# Hot Crab Dip in Bread Basket



## kitchenelf (Nov 1, 2003)

Hot Crab Dip in Bread Basket 

2 8-ounce packages cream cheese, softened 
1/2 cup mayonnaise 
1/4 cup dry white wine 
2 green onions, chopped 
2 cloves garlic, minced 
1/2 teaspoon Worcestershire sauce 
1 pound Maryland Blue jumbo lump crab meat 
1/4 cup chopped pimiento 
2-pound round loaf of bread, wheat or rye 

In a small bowl, mix and beat cream cheese until fluffy. Gradually beat in mayonnaise, wine, green onions, garlic and Worcestershire sauce until smooth and well blended. Stir in crab and pimiento. Slice off top of bread loaf. Scoop out center of loaf to make basket. Place bread on baking sheet; fill center with crab mixture. Bake about 45 minutes at 350 degrees, until very warm. Serve with crackers or fresh vegetables. 

» This recipe was clipped from the local paper and was an overwhelming success when served at a recent dinner party. Give it a try. I'm sure you will agree. 

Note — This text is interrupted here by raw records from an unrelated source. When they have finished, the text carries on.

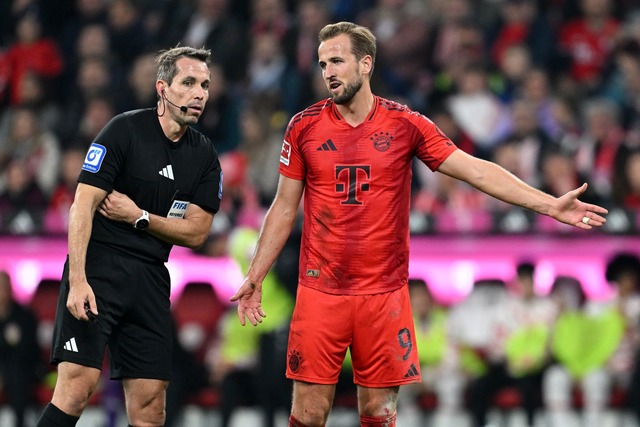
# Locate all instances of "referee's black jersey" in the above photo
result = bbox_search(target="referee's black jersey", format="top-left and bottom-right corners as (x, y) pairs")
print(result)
(78, 108), (222, 262)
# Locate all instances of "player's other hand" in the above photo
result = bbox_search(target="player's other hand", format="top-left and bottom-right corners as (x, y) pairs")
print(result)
(549, 183), (608, 230)
(229, 279), (267, 326)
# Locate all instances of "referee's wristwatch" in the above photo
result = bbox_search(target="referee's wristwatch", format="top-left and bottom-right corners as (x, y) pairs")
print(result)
(133, 210), (149, 230)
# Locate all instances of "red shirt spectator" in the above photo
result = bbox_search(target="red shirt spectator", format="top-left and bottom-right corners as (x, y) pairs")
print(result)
(558, 1), (620, 82)
(6, 8), (63, 105)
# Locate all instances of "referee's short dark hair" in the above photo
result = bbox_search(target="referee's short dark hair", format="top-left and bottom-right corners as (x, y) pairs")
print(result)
(156, 46), (211, 84)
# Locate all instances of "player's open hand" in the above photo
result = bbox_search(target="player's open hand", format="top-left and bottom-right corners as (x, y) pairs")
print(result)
(550, 183), (608, 230)
(229, 279), (267, 326)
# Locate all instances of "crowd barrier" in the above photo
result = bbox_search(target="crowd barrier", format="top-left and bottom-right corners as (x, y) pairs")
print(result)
(0, 233), (640, 303)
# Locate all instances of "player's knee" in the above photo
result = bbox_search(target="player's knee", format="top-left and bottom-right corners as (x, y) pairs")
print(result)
(127, 396), (165, 427)
(358, 389), (398, 418)
(360, 413), (396, 427)
(289, 408), (328, 427)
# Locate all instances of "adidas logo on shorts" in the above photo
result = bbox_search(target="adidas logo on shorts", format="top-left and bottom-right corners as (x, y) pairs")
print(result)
(63, 338), (78, 353)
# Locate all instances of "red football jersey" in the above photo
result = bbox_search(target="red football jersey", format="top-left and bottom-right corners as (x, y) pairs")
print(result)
(280, 97), (457, 295)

***This recipe was originally posted by Mai


----------



## SierraCook (Nov 23, 2005)

This dip would be great to take to a holiday party.


----------



## pdswife (Nov 23, 2005)

Oh yummy!
I love crab dip.   And it's great that it's
in a bread bowl. No need to bring home the dishes after
a potluck.


----------